ROGERSVILLE - The architect in charge of drawing plans for the long overdue Hawkins County jail and justice center project said last week the plans should be in the hands of the fire marshal by the end of March.
A letter dated March 9 containing that announcement was mailed by Hawkins County Mayor Crockett Lee to members of the Hawkins County Commission.
In the letter, Lee tells commissioners he met with project architect Tony Moore and Moore's structure engineer, "and have stressed that they must spend whatever amount of time it takes to fulfill this commitment."
Lee added in the letter, "They have assured me that the March commitment will be met."
Commissioner Boyd Goodson who chairs the commission's Public Buildings Committee said during the Feb. 26 County Commission meeting he expected a committee meeting to be scheduled within about two weeks to discuss progress on the justice center/jail project. As of Friday no meeting had been advertised, however.
Included in Lee's letter to the commission was a second letter from Moore to the county mayor dated March 6. In that letter Moore explains that his structural engineer encountered health issues that caused delays to his duties, and those delays held up production of the entire drawing package for the justice center project.
"He is now back on track with production at expected levels," Moore stated in the letter. "Given this production we will submit drawings and specifications to the state fire marshal's office by the end of this month. We sincerely appreciate the professionalism and patience you and the Buildings Committee have afforded us during this delay and will redouble our efforts to regain time lost."
The Hawkins County Commission voted in November 2005 to issue a $12.8 million bond to pay for the new jail and justice center facilities. Seven commissioners voted against funding the project, and some said afterward they were wary about funding a project for which there were no architectural plans completed.

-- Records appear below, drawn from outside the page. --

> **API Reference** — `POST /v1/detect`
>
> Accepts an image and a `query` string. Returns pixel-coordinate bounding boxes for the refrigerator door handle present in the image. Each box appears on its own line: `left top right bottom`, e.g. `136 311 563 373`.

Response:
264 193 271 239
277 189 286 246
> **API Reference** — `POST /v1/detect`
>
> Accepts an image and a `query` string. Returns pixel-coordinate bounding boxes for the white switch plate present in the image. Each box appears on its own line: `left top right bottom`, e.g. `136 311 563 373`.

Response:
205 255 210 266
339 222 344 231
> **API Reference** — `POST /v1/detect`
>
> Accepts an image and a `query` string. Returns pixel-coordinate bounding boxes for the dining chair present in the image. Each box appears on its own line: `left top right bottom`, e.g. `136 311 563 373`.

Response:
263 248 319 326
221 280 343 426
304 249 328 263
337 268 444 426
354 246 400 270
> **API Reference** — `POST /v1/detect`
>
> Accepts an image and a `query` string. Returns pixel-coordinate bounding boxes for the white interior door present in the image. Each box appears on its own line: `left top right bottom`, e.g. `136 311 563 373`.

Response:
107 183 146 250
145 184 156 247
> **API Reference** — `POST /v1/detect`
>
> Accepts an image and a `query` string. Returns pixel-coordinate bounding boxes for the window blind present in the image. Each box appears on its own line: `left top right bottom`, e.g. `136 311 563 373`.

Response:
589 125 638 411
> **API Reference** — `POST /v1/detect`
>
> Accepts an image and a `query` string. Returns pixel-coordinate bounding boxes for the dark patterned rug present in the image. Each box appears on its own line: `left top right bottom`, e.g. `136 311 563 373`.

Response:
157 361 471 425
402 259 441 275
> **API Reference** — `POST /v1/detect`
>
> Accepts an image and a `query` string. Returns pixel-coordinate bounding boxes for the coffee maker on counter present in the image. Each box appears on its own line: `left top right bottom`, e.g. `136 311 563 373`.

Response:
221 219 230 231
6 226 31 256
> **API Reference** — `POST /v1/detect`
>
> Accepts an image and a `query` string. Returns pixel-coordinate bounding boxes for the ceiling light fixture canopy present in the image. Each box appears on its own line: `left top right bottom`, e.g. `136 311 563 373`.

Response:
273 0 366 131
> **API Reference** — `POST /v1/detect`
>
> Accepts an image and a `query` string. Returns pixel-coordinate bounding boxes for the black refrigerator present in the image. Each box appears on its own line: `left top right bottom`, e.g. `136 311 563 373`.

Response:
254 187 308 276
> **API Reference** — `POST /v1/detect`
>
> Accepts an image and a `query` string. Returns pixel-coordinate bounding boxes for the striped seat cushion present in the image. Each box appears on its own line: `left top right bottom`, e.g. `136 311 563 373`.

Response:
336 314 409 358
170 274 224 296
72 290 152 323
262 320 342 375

Fifteen months later there are still no architectural plans completed.
The project includes a 232-bed jail, a new sheriff's office, circuit, sessions and juvenile courtrooms, and clerks offices for each court - all of which will be constructed inside the former Kmart building in Rogersville.
The county is also under a federal order to bring the main courthouse into Americans with Disabilities Act (ADA) compliance. About $2 million of the justice center project has been earmarked for a renovation of the main courthouse in which that would be accomplished.
Following a 2005 jail inspection in which overcrowding and other problems were cited, a state jail inspector gave Hawkins County until this coming June to have its new jail up and running. Lee has long since abandoned hope of meeting that deadline and has said he will work with the state on extending the deadline.
Commissioners found out last summer that the price tag on the justice center project had increased by an estimated $642,000 because of two building flaws discovered after the project was approved. One flaw involved parts of the concrete slab floor being thinner than architectural plans called for, and too thin to hold jail cells and concrete block walls.
The second flaw involved inadequate water pressure to meet the demands of a sprinkler system and the pumps that would have to be installed to correct the problem.
The next question to be answered may be how much the cost of correcting those flaws, as well as the cost of the overall project, have increased due to inflation since the initial cost estimates were made a year and a half ago.